TEGAL-Tetap tawakkal kepada Allah. Jadi atau tidak jadi, sudah ada ketentuan, dan Allah yang menentukan, tugas kita cuma ikhtiar, biarkan Allah yang menentukan.

Hal tersebut disampaikan Dwijo caleg yang juga Ketua RW senior di Slerok, yang dipercaya PKS untuk maju dalam kontestasi pemilu legislatif tahun ini, Selasa (12/3/19).

“Saya tidak pernah berdoa untuk menang. Yang saya panjatkan dalam doa, diberikan hasil terbaik atas pencalegan ini. Ikhtiar tetap saya lakukan,” kata Dwijo Prasetyo yang saat ini masih menjadi Ketua RW VI Kelurahan Slerok, Tegal Timur.

Menurut Dwijo yang lahir pada 14 Agustus 1968, dalam pemilu legislatif yang akan digelar pada 17 April 2019 nanti, PKS mestinya harus bisa meraih lebih banyak suara.
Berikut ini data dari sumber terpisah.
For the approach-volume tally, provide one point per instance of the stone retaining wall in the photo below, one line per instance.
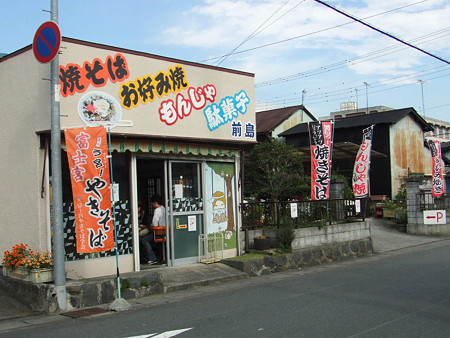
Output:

Pelibatan dirinya sebagai caleg eksternal,lanjut Dwijo, mestinya bisa menjadi pendongkrak sekaligus daya ungkit kemenangan PKS. “Saya percaya PKS bisa menjadi partai yang bisa diterima masyaarakat,” ungkapnya.

Majunya dirinya sebagai caleg, yang ia jual adalah prestasi. “Saya selalu bilang kepada warga, jadi atau tidak, kalau perolehan suara saya di lingkungan RW sendiri sedikit, saya siap mundur jadi Ketua RW. Kalaupun suara saya banyak tetapi kalah, jika masih dipercaya masyarakat, saya masih siap menjadi Ketua RW,” bebernya.

Bagi Dwijo, lingkungan tempat ia berkuasa sebagai RW adalah harga diri. Sebagai ketua RW beberapa prestasi telah ia torehkan mulai dari RW teladan se-Kota Tegal, Juara 1 K3, juara 2 lomba pemberdayaan masyarakat tingkat Kota Tegal, sampai lomba membuat gapra tingkat nasional dalam rangka peringatan HUT RI Ke-72 kemarin.

“Namanya kerja yang penting ikhlas. Jika sudah ikhlas yang namanya rezeki, termasuk prestasi itu pasti akan menyusul,” begitu prinsipnya.

“Saya memang tidak pernah berpikir menang, menang kalah itu urusan Allah. Saya menganggap majunya saya sebagai caleg dari PKS adalah sebagai sarana untuk memperluas dakwah yang lebih luas lagi,” ungkapnya.

Lebih lanjut Dwijo mengatakan, Ia ingin memastikan jika dirinya terpilih nanti, kemenangan yang diraih adalah kemenangan yang bebas dari money politik. Baginya menang tanpa money politik adalah sebuah seni yang harus diwujudkan. Ia ingin membuktikan itu.